DSS also intends to complete a brokered private placement in the form of convertible debentures (the "Debentures") through Fin-XO Securities Ltd. ("Fin-XO") to raise up to $1,500,000 in funds (the "Offering"). The Debentures shall be unsecured, have a term to maturity of thirty-six (36) months, and carry an interest rate of twelve percent (12%) per annum payable in cash on a semi-annual basis. The principal amount of the Debentures shall be convertible at the holder's option at any time into Common Shares at a conversion price of $0.10 per common share. The Corporation shall have the right to force the conversion of the Debentures into Common Shares in the event that the Common Shares trade at a price of at least $0.20 per Common Share for a period of at least fifteen (15) consecutive trading days. Following the six-month anniversary of issuance, the Company shall have the right to redeem the Debentures, in whole or in part, at a premium of five percent (5%) to the principal value plus any accrued interest. Subject to regulatory approval, Fin-XO shall have the right to increase the number of Debentures issued pursuant to the Financing by up to fifty percent (50%) under the same terms and conditions described herein by providing written notice to the Company no later than two (2) business days prior to the closing. The Offering is expected to close on or about April 15, 2013.
The Company has agreed to pay a cash commission to Fin-XO equal to 7.5% of the gross proceeds received by the Company from purchasers of the Debentures sold in the Offering, excluding units sold to purchasers that are insiders or affiliates of the Company. The Company has also agreed to pay Fin-XO a corporate finance fee of $7,500 upon closing of the Offering.

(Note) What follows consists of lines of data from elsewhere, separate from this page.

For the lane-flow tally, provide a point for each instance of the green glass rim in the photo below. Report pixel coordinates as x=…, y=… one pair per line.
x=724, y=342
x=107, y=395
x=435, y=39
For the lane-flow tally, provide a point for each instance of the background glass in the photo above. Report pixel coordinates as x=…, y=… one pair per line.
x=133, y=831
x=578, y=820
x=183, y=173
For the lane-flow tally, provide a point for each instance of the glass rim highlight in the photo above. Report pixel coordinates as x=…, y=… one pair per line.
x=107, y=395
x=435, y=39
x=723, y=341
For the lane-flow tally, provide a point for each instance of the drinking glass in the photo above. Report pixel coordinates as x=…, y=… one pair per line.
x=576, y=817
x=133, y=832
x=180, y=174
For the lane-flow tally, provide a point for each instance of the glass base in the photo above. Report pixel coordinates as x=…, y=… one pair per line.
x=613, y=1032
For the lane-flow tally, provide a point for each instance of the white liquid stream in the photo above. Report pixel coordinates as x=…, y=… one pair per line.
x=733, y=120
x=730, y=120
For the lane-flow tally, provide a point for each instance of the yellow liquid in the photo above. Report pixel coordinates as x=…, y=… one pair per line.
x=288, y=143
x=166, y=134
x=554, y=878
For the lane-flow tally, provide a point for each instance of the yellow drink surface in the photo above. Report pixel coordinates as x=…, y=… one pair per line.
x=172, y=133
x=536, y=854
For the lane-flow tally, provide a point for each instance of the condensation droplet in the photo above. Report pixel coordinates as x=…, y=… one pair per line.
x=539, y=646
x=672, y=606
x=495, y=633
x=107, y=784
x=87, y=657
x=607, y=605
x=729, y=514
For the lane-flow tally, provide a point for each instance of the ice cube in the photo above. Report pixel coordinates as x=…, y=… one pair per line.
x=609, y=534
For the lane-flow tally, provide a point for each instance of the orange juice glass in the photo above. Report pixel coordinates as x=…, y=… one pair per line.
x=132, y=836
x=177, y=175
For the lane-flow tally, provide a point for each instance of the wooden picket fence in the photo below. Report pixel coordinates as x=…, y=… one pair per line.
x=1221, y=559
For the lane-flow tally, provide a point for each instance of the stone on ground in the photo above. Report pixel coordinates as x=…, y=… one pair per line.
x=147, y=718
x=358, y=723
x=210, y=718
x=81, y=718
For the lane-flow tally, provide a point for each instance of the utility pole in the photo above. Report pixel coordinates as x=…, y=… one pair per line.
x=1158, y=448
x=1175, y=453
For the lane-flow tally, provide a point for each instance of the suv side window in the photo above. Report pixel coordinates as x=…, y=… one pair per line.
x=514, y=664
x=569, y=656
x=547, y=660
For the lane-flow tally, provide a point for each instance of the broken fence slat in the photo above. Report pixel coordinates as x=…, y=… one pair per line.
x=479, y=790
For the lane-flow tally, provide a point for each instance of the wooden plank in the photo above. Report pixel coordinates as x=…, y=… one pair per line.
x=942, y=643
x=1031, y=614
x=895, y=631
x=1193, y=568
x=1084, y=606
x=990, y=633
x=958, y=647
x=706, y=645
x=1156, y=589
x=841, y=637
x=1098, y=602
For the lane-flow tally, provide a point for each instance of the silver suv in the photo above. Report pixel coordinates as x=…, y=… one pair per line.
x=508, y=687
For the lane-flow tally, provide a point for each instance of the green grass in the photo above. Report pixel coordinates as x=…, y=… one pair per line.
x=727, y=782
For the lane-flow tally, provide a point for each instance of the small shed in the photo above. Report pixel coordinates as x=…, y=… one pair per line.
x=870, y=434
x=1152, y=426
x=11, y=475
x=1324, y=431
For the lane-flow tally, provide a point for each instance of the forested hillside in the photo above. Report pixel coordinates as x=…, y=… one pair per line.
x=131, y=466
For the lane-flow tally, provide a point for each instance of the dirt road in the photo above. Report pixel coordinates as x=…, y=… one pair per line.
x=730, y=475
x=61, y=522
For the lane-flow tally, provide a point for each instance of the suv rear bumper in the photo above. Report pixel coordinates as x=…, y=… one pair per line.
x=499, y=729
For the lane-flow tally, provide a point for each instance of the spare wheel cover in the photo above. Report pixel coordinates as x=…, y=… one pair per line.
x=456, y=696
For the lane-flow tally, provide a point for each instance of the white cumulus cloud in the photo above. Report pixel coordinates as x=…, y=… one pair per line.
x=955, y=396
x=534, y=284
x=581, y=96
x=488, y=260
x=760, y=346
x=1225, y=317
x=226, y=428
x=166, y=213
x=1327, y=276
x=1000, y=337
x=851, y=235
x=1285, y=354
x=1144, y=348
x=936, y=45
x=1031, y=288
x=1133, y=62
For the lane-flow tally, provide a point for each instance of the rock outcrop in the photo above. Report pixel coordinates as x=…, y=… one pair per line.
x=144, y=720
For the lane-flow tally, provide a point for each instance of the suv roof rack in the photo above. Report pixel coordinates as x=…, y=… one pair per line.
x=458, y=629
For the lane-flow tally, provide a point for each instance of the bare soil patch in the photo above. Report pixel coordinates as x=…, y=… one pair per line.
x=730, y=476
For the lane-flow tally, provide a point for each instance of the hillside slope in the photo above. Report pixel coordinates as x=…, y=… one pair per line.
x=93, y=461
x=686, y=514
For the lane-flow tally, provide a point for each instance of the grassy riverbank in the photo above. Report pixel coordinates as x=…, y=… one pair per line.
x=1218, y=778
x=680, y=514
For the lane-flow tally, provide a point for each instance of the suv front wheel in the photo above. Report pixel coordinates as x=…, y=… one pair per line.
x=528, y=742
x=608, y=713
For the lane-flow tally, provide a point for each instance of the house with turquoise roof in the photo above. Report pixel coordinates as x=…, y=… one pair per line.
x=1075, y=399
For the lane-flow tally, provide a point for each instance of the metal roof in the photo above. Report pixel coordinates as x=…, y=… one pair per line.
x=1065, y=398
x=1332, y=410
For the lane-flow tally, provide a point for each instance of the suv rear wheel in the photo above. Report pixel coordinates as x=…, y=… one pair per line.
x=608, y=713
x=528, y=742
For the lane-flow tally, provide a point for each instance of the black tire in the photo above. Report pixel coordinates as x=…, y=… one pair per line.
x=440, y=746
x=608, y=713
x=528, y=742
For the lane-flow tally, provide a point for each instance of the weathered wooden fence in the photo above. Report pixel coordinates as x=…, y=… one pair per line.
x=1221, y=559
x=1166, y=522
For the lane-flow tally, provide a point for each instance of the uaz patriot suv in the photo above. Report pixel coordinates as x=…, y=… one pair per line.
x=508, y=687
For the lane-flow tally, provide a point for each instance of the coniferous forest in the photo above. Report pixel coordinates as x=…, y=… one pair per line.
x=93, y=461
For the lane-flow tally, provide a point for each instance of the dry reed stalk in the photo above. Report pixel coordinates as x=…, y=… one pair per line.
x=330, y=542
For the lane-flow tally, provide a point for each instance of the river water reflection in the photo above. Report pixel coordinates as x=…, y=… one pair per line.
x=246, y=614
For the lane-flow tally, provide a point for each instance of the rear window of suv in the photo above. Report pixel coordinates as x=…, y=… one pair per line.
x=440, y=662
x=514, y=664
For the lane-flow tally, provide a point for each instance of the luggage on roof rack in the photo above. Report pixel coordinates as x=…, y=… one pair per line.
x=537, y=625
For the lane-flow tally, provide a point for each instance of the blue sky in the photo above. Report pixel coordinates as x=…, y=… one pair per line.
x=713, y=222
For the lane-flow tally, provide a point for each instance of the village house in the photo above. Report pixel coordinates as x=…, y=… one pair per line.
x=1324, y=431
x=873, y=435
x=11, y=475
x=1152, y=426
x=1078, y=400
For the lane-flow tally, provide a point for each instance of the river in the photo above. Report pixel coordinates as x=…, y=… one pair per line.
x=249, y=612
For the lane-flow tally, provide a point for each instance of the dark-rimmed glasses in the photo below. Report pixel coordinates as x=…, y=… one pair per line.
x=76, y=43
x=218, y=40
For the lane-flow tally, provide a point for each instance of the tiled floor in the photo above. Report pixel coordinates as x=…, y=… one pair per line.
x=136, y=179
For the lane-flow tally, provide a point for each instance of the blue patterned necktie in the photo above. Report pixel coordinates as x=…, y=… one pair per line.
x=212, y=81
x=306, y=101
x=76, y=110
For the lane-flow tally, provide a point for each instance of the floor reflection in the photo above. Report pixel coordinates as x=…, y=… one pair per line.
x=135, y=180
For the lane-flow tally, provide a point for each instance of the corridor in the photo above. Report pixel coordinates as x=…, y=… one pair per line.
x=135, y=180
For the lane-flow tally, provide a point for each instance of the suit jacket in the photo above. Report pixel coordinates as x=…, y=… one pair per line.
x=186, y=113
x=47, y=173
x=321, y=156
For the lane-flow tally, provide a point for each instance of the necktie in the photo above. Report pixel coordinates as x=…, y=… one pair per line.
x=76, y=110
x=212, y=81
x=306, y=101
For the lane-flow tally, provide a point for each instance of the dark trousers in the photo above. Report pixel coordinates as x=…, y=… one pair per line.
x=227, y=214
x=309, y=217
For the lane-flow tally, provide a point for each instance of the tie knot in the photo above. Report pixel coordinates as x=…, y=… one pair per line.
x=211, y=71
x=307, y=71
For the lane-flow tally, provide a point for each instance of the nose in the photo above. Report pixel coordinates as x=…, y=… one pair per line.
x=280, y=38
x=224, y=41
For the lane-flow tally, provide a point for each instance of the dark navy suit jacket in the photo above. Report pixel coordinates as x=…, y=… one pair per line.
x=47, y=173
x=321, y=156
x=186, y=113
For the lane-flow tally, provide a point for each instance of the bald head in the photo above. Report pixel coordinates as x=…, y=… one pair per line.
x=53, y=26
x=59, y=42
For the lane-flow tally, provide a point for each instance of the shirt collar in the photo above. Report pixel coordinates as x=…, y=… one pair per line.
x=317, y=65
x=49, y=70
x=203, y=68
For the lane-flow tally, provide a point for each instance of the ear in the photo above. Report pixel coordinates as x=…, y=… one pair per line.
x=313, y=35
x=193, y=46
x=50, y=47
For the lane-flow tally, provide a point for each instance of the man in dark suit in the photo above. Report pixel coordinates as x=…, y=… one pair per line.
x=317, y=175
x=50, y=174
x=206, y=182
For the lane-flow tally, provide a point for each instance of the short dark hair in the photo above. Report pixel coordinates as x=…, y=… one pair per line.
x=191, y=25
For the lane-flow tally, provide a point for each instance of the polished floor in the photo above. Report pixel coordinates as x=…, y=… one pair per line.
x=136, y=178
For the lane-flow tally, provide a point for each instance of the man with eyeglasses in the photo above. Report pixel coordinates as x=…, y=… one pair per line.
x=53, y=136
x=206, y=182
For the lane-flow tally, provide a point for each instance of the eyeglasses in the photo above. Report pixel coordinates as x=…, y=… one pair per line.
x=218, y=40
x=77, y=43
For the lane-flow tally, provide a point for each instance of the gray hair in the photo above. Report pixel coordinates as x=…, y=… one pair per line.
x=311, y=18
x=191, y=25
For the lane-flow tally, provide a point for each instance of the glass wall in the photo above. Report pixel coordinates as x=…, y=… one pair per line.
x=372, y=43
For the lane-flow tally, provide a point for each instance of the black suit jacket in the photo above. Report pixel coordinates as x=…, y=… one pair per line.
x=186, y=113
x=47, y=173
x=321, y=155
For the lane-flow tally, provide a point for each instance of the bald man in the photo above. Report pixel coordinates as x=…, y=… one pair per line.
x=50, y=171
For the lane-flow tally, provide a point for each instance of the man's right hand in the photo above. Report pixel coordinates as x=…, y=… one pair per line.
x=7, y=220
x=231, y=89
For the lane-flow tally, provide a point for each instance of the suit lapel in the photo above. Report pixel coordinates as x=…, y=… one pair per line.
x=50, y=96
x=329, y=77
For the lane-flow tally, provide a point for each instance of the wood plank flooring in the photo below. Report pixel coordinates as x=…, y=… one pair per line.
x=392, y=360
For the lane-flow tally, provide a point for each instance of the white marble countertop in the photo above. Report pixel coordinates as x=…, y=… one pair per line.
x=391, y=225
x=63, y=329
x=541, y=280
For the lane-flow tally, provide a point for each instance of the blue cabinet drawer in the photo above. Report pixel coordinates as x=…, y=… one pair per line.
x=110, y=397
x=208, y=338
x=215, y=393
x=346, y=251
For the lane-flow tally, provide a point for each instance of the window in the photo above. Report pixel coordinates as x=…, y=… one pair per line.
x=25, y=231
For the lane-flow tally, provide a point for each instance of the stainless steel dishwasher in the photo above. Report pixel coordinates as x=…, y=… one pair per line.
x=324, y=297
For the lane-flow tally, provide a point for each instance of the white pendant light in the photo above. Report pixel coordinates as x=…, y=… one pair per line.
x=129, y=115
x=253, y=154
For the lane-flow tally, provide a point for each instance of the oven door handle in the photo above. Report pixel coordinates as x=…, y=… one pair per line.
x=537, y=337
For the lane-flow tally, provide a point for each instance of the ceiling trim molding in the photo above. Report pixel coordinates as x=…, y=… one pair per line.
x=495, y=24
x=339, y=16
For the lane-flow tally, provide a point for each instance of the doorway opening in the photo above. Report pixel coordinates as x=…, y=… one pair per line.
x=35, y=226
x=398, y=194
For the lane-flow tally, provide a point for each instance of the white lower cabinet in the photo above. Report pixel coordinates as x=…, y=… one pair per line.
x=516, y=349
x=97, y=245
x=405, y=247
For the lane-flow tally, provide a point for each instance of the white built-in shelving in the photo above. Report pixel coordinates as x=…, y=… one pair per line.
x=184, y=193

Monies raised from the Offering and private placement contemplated in the LOI will be used toward marketing and advertising, content development, transaction and related expenses, and working capital and general corporate purposes.
General Information and Information for Shareholders of SAO
The transaction terms outlined in the LOI are non-binding on the parties at this point and are expected to be superseded by a definitive subscription agreement to be signed between the DSS and SAO. The transactions are subject to requisite regulatory approval, including the approval of the Exchange and standard closing conditions, including the approval of the transaction by the directors of each of DSS and SAO, approval of the transaction by the shareholders of SAO as described below, as well as other closing conditions which will be set out in the definitive subscription agreement.
Upon completion of the private placement, SAO intends to distribute the Common Shares and DSS Warrants acquired in the private placement to the shareholders of SAO on a pro-rata basis as a return of capital. It is expected that each SAO shareholder will receive approximately 0.59 Common Shares and an equal number of DSS Warrants for every share of SAO held. The exact ratio will be announced upon execution of definitive agreements by the parties. Upon completion of the private placement and distribution of Common Shares and DSS Warrants to the shareholders of SAO, the shareholders of SAO will hold approximately 12% of the issued and outstanding Common Shares.
Shortly after the distribution of the Common Shares and DSS Warrants to its shareholders, SAO expects to delist its common shares from the Exchange and complete a voluntary dissolution. All unexercised options and broker warrants to acquire shares of SAO will be cancelled upon completion of the return of capital and dissolution.